Trump shook Washington last week when he declined multiple times to commit to a peaceful transition, opting instead to lambaste mail-in voting as an open floodgate to voter fraud. The president has repeated claims that Democrats and foreign agents alike are working to steal the election, despite his own intelligence community determining there is no such threat.
Sen. Tom Cotton (R-Ark.), a staunch Trump ally, defended Trump on Sunday by claiming Democrats were projecting in their assessment of the president’s intentions. He said Trump would accept the results if the courts settle a contested election or if the results are clear on election night.
“We’ve been transferring the office of the presidency from one person to the next since 1796,” Cotton (R-Ark.) said Sunday to CNN’s Jake Tapper on “State of the Union.” “I’m confident it’s going to happen again in 2025 after President Trump finishes his second term.”
“What the president was saying is that he is not going to concede in advance, especially when you have so many states changing the rules at the very last minute for mail-in balloting,” Cotton continued. “The premise of the question you just played me is the president’s going to lose. I don’t think the president is going to lose. I think the president is going to win.”
Several states have safely used mail-in voting for years, and voter fraud is exceedingly rare in the United States. Several states also already accommodate absentee ballots arriving shortly after Election Day. But Trump has called mail-in voting a “scam,” arguing that he wants to know the results of the election on Election Day.
White House Chief of Staff Mark Meadows defended Trump on Sunday, rebuffing CBS’ Margaret Brennan over the notion that Trump’s comments sowed doubt in the election.
“I don’t know that he is publicly undermining confidence as much as he is stating the facts,” Meadows said on “Face the Nation.” “We’ve got states that are actually doing things you would qualify as a scam when you start to look at allowing mail-in ballots to come in seven, nine days after Nov. 3, and changing judges that actually are not legislators. I think that is a real problem. You can call it what you will, but what you can call it is unusual and unique.”
A number of states before 2020 allowed ballots to arrive late if they were postmarked by Election Day.
Sen.
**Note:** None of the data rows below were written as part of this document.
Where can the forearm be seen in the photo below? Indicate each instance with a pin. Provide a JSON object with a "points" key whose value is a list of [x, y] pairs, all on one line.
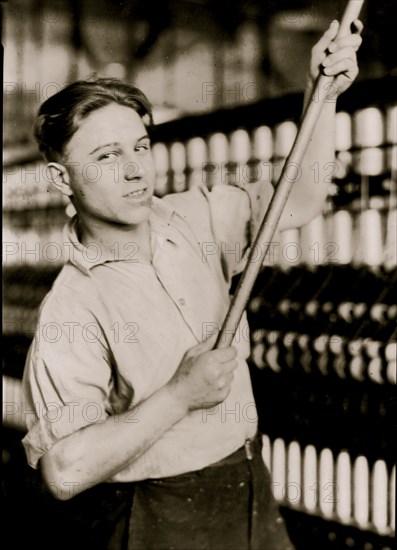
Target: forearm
{"points": [[96, 452]]}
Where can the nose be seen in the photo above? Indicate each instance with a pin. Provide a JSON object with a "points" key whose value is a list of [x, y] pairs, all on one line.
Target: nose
{"points": [[133, 170]]}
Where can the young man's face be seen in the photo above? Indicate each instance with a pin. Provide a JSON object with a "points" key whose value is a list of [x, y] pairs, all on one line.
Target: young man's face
{"points": [[111, 167]]}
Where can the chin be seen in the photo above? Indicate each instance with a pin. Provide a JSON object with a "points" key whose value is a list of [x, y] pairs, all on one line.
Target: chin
{"points": [[140, 215]]}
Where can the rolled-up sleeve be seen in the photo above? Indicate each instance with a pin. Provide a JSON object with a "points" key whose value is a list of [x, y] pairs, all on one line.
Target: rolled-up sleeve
{"points": [[59, 395], [233, 214]]}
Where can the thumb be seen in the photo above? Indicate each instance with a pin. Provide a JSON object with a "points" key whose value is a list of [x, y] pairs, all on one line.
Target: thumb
{"points": [[206, 345]]}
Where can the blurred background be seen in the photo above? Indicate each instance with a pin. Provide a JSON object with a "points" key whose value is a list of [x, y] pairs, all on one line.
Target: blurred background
{"points": [[226, 80]]}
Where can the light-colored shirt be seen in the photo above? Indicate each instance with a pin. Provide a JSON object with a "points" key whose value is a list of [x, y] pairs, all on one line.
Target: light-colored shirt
{"points": [[111, 332]]}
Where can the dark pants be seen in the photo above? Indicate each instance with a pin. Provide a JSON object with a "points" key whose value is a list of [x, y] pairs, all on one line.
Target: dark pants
{"points": [[226, 506]]}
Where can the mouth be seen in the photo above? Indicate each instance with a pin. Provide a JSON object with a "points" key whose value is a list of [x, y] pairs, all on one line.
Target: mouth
{"points": [[137, 194]]}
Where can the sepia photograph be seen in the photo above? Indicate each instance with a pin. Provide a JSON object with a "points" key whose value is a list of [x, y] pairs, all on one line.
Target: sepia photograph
{"points": [[199, 274]]}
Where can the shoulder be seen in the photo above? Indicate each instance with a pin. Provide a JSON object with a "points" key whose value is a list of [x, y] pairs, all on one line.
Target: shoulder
{"points": [[71, 294]]}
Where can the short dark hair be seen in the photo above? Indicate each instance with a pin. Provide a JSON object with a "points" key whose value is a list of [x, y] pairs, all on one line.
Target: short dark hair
{"points": [[59, 117]]}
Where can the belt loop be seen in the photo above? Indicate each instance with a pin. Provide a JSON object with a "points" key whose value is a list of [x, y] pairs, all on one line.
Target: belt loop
{"points": [[248, 449]]}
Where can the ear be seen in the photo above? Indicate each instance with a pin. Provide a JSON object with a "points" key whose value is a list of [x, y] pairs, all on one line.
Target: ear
{"points": [[59, 177]]}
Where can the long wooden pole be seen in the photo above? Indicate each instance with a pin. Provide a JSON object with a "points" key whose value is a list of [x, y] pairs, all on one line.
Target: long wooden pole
{"points": [[268, 226]]}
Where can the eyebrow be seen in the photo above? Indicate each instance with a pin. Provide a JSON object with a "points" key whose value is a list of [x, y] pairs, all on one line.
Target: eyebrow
{"points": [[115, 143]]}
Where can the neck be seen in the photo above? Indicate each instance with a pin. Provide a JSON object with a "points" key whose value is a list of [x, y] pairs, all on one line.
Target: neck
{"points": [[117, 241]]}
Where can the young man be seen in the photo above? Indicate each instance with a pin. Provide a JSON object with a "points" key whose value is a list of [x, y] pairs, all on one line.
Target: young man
{"points": [[126, 387]]}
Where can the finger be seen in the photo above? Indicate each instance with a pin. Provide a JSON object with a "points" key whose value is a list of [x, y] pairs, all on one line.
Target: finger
{"points": [[225, 381], [346, 66], [206, 345], [358, 26], [351, 41], [337, 57]]}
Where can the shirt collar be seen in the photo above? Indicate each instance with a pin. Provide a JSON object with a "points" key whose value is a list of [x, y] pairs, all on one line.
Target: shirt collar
{"points": [[87, 257]]}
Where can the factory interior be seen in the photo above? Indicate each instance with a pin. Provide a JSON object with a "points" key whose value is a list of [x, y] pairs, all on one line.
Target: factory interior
{"points": [[226, 80]]}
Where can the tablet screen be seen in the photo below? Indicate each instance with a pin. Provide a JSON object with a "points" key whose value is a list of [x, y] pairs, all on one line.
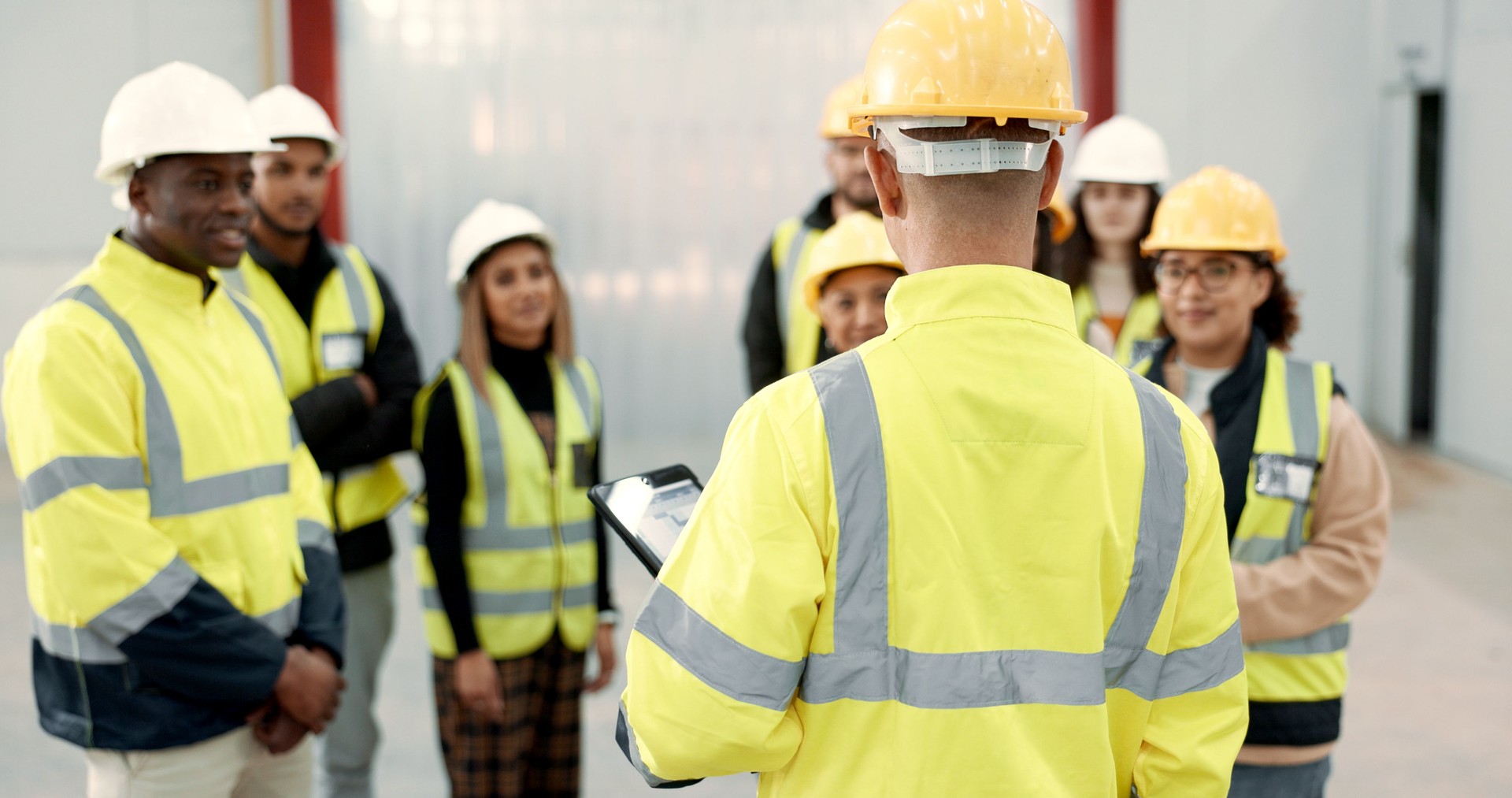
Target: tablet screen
{"points": [[665, 514]]}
Joe Manchin (D-W.Va.) condemned the president’s comments as dangerous and called out his Republican colleagues for failing to speak out about them.
The centrist Democrat told Tapper that members of the Senate should be “absolutely horrified at even the thought” of Trump going against the will of the people.
“What the president is saying is that there could be basically upheaval on election night or the morning after the election when we usually have had a gratification of knowing who was going to be that winner. That might not happen because of Covid-19,” Manchin said. “Once he sows the seeds of distrust, then we’ve got a problem.”
Trump’s former national security adviser H.R. McMaster expressed dismay Sunday at the president’s refusal to commit to a peaceful transfer, saying any alternative would be against the wishes of the Founding Fathers.
Pentagon officials worry that Trump could deploy the military to quell post-election unrest, The New York Times reported last week. McMaster stressed Sunday it would be irresponsible to even suggest a military role in the transition.
“It shouldn’t even be a topic for discussion. Our founders were very concerned about this,” he said on NBC’s “Meet the Press.” “It’s a gift to our adversaries who want to shake our confidence in who we are.”